Since September 11, America has experienced an outpouring of emotion from nations around the world. It has been said that on September 11, everyone became an American because all shared our grief and shock. And we Americans learned and felt what so many people in other nations experience on a daily basis: vulnerability, danger, and fear. So in a sense, the whole world has been caught up in a moment of global empathy since that tragic day. I would like to seize upon this moment.

So I am today proposing a plan of peace and security, not through war and revenge, but through cooperation and justice.
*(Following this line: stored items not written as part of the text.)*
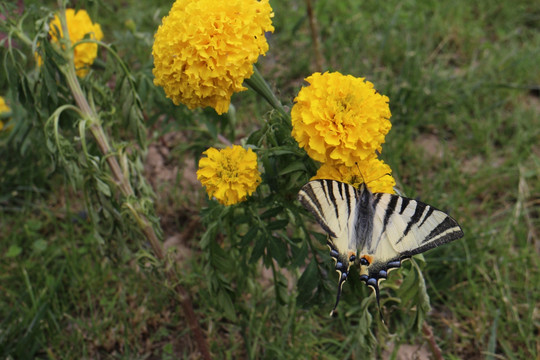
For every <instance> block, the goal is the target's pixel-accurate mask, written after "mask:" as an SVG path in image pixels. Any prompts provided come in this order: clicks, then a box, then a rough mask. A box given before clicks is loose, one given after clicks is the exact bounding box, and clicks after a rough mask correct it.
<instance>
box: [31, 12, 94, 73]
mask: <svg viewBox="0 0 540 360" xmlns="http://www.w3.org/2000/svg"><path fill="white" fill-rule="evenodd" d="M66 23H67V28H68V35H69V40H70V42H71V44H72V45H73V44H75V43H76V42H77V41H80V40H82V39H84V38H85V36H86V35H88V36H89V38H90V39H95V40H101V39H103V32H102V31H101V26H99V24H94V23H92V20H90V16H88V13H87V12H86V10H82V9H81V10H79V11H77V12H75V10H74V9H66ZM49 35H50V36H51V41H52V42H58V39H59V38H62V37H63V31H62V24H61V23H60V18H59V17H58V15H55V16H54V19H53V20H52V21H51V22H50V23H49ZM97 50H98V45H97V44H96V43H91V42H85V43H82V44H79V45H77V46H76V47H75V49H74V50H73V51H74V54H73V55H74V56H73V60H74V62H75V69H76V70H77V76H79V77H84V76H86V74H88V71H89V70H90V69H89V68H90V65H92V64H93V63H94V59H95V58H96V56H97ZM41 61H42V60H41V58H38V63H39V65H41Z"/></svg>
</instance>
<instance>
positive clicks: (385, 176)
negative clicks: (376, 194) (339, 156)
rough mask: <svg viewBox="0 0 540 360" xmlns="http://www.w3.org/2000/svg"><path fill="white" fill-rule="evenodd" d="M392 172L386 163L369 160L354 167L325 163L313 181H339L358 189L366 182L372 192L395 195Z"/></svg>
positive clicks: (366, 184) (375, 158) (312, 178)
mask: <svg viewBox="0 0 540 360" xmlns="http://www.w3.org/2000/svg"><path fill="white" fill-rule="evenodd" d="M391 172H392V169H390V166H388V164H385V163H384V161H382V160H379V159H377V158H369V159H367V160H363V161H359V162H358V163H356V164H355V165H354V166H346V165H344V164H341V163H339V164H337V163H331V162H330V163H324V164H323V165H322V166H321V167H320V168H319V170H318V171H317V174H316V175H315V176H314V177H312V178H311V180H315V179H327V180H337V181H341V182H345V183H347V184H351V185H352V186H354V187H356V188H357V187H359V186H360V184H362V183H363V182H365V183H366V185H367V187H368V188H369V190H370V191H371V192H383V193H390V194H394V193H395V192H394V186H395V185H396V181H395V180H394V178H393V177H392V175H390V173H391Z"/></svg>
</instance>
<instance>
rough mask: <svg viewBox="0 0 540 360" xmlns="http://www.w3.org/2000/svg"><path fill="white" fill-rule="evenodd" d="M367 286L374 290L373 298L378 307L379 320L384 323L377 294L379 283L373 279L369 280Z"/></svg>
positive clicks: (379, 302) (380, 305)
mask: <svg viewBox="0 0 540 360" xmlns="http://www.w3.org/2000/svg"><path fill="white" fill-rule="evenodd" d="M370 280H374V279H370ZM368 286H369V287H371V288H372V289H373V291H374V292H375V299H377V308H378V309H379V316H380V317H381V320H382V322H383V323H384V318H383V316H382V310H381V297H380V295H379V284H378V283H376V282H375V281H373V282H370V283H369V284H368Z"/></svg>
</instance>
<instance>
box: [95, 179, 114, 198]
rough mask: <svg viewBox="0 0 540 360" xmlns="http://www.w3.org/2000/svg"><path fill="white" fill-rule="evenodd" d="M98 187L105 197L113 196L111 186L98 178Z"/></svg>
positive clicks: (96, 184)
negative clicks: (104, 195) (111, 189)
mask: <svg viewBox="0 0 540 360" xmlns="http://www.w3.org/2000/svg"><path fill="white" fill-rule="evenodd" d="M96 186H97V189H98V191H99V192H100V193H102V194H103V195H105V196H107V197H110V196H111V188H110V187H109V185H107V184H106V183H105V182H103V181H102V180H101V179H99V178H96Z"/></svg>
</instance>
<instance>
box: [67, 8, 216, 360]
mask: <svg viewBox="0 0 540 360" xmlns="http://www.w3.org/2000/svg"><path fill="white" fill-rule="evenodd" d="M59 1H61V0H59ZM61 18H62V19H61V23H62V27H63V33H64V34H68V31H67V24H66V22H65V12H64V13H63V14H62V16H61ZM67 41H69V40H67ZM66 48H67V49H71V48H70V47H66ZM67 52H71V50H67ZM66 57H67V58H68V60H69V61H68V62H67V64H65V65H62V66H61V67H60V68H61V70H62V71H63V73H64V75H65V76H66V79H67V83H68V86H69V88H70V90H71V93H72V95H73V98H74V99H75V102H76V103H77V106H78V107H79V109H80V112H81V116H82V117H83V118H84V119H85V120H86V121H88V123H89V124H90V125H89V129H90V132H91V133H92V135H93V136H94V139H95V140H96V142H97V144H98V147H99V149H100V151H101V153H102V154H103V155H104V156H105V157H106V159H107V163H108V164H109V167H110V170H111V172H112V174H113V178H114V181H115V183H116V185H117V186H118V187H119V189H120V191H121V193H122V195H123V196H124V198H125V199H126V201H124V206H126V207H127V208H128V209H129V210H130V212H131V214H132V215H133V217H134V218H135V219H136V221H137V224H138V225H139V227H140V229H141V230H142V232H143V233H144V235H145V236H146V238H147V239H148V241H149V242H150V245H151V247H152V250H153V252H154V254H155V256H156V257H157V258H158V259H159V260H160V261H162V262H163V263H164V265H165V266H164V267H165V273H166V276H167V279H168V280H169V281H170V282H171V283H172V284H175V285H174V289H175V292H176V295H177V296H178V301H179V302H180V305H181V306H182V309H183V311H184V315H185V317H186V320H187V322H188V324H189V327H190V329H191V331H192V332H193V335H194V337H195V341H196V342H197V345H198V347H199V351H200V352H201V355H202V358H203V359H205V360H209V359H211V356H210V351H209V349H208V344H207V342H206V338H205V337H204V334H203V332H202V330H201V328H200V326H199V322H198V320H197V316H196V315H195V312H194V311H193V305H192V302H191V298H190V296H189V293H188V291H187V290H186V289H185V288H184V287H183V286H182V285H181V284H179V283H178V273H177V271H176V267H174V266H173V265H174V264H170V262H169V261H168V259H167V257H166V256H165V253H164V251H163V247H162V246H161V243H160V241H159V238H158V235H157V233H156V229H155V228H154V226H155V225H153V224H152V222H151V221H150V220H149V219H148V217H147V216H146V215H145V214H144V211H143V209H142V207H141V205H140V204H139V203H138V202H135V204H131V203H130V202H129V201H127V200H128V199H130V198H135V192H134V191H133V188H132V187H131V183H130V181H129V174H127V173H124V172H123V171H122V168H121V166H120V164H119V163H118V159H117V156H116V155H115V154H114V152H112V151H111V146H110V145H109V141H108V139H107V135H106V134H105V131H104V130H103V126H102V124H101V119H100V118H99V116H98V114H97V112H96V111H95V110H94V108H93V107H92V106H91V105H90V104H89V103H88V100H87V98H86V96H85V95H84V93H83V91H82V88H81V85H80V83H79V79H78V78H77V74H76V72H75V64H74V62H73V55H72V53H71V54H70V53H66ZM158 226H159V225H158Z"/></svg>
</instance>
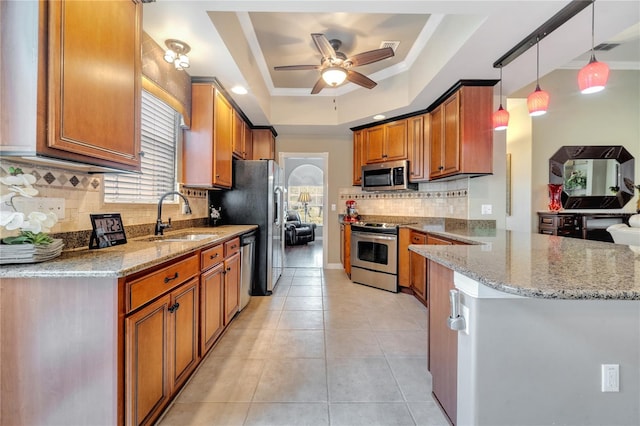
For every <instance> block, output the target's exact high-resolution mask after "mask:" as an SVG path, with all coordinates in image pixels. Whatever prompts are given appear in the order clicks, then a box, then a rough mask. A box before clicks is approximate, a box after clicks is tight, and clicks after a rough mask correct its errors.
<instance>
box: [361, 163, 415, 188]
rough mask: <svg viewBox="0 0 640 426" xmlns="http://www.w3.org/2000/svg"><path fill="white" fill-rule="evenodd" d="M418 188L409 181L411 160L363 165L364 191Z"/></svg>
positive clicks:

My plan could be called a plan of courage, character, and cooperation…

If we launch a massive military response to terrorist attacks, we make ourselves appear aggressive and intrusive globally, which plays into the image of us terrorists want to paint, enabling them to recruit more terrorists, launch more attacks, and plunge us farther and farther into their vicious downward cycle. Instead, we must refuse to be drawn into their trap. We must defeat terrorism through broad and multi-faceted international cooperation, dealing collaboratively with its causes and reaching broad international consensus on how to respond when terrorist actions arise.

Martin Luther King Jr wrote ::

Peace is not merely a distant goal that we seek, but a means by which we arrive at that goal.
Through violence you may murder a murderer, but you can’t murder murder.
Through violence you may murder a liar, but you can’t establish truth.
Through violence you may murder a hater, but you can’t murder hate.
Darkness cannot put out darkness. Only light can do that . . .
We will not build a peaceful world by following a negative path. It is not enough to say we must not wage war. It is necessary to love peace and sacrifice for it. We must concentrate not merely on the negative expulsion of war but the positive affirmation of peace. We must see that peace represents a sweeter music, a cosmic melody, that is far superior to the dis-chords of war.
I believe that unarmed truth and unconditional love will have the final word.

Love wins! Now what can you do to prove it to the world?